2. Strategic Updates and Business Highlights

  • Capital Structure Simplification: Closed a $50 million credit facility and announced the redemption of all outstanding Series B preferred stock, significantly simplifying the capital structure and reducing preferred dividends.
  • AI Platform Development: The stratusAI Desk Agent is now commercially available, handling 75% of inbound calls for early adopters.

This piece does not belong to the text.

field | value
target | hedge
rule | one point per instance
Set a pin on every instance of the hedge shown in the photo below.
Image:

The AI Center of Excellence is operational, driving AI integration across products.
  • Acquisition Integration: The integration of Medsphere is progressing, expanding CareCloud's addressable market and enhancing product offerings across inpatient and outpatient services.
  • Growth Strategy: Focus on cross-selling AI and revenue cycle management (RCM) services to both existing and newly acquired client bases.

3. Forward Guidance and Outlook

  • 2026 Guidance: Revenue expected between $128 million and $132 million, adjusted EBITDA between $29 million and $31 million, and GAAP EPS between $0.20 and $0.23, representing over a 100% increase from 2025.
  • Operational Efficiency: Anticipated margin improvements as integration costs decline and operational efficiencies from AI deployment materialize.

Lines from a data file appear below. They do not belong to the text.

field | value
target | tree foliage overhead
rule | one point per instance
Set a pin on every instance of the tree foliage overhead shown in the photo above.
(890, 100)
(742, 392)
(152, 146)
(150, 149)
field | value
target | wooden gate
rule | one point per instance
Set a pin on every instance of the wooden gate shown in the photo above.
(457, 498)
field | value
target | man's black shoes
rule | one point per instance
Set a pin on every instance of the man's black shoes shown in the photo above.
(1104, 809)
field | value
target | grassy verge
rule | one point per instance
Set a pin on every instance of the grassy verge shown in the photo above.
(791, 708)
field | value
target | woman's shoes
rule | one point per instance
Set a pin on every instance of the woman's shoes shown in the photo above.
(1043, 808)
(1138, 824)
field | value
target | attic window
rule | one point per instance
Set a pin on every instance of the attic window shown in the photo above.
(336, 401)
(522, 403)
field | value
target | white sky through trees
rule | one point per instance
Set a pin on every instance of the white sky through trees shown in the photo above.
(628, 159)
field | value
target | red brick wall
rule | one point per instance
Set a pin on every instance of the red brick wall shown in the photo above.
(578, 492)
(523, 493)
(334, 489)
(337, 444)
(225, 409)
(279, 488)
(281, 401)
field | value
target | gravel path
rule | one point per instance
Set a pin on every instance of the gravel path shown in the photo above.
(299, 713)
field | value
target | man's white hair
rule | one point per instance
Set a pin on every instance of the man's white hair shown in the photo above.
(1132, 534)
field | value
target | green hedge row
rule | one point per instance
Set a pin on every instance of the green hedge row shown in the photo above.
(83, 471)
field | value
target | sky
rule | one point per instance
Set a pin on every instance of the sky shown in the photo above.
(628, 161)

4. Bad News, Challenges, or Points of Concern

  • Profitability Decline: GAAP net income decreased year-over-year due to integration costs and amortization related to acquisitions.
  • Free Cash Flow Reduction: Decreased from $3.6 million in Q1 2025 to $2.4 million, primarily due to integration expenses.
  • Seasonality: Q1 is typically a weaker quarter, which may affect profitability and revenue growth in the near term.
  • Integration Risks: Ongoing integration of Medsphere could pose risks if not managed effectively, potentially impacting operational performance.

5. Notable Q&A Insights

  • AI Product Development: Strong interest in new AI products, with a focus on successful implementation and expansion within existing clients.
  • Series B Redemption Timing: Management emphasized the importance of removing the preferred equity overhang now due to improved cash flow and favorable credit market conditions.
  • ATM Facility Use: The ATM equity facility will be used opportunistically for strategic acquisitions or to support growth objectives, but management maintains a conservative approach to equity issuance.
  • Competitive Positioning: CareCloud's integrated AI solutions differentiate it from competitors who primarily offer point solutions, enhancing the value proposition for healthcare providers.

Overall, CareCloud reported solid revenue growth and made significant strides in simplifying its capital structure and advancing its AI strategy, despite facing challenges related to profitability and integration costs. The company remains optimistic about its growth trajectory for 2026.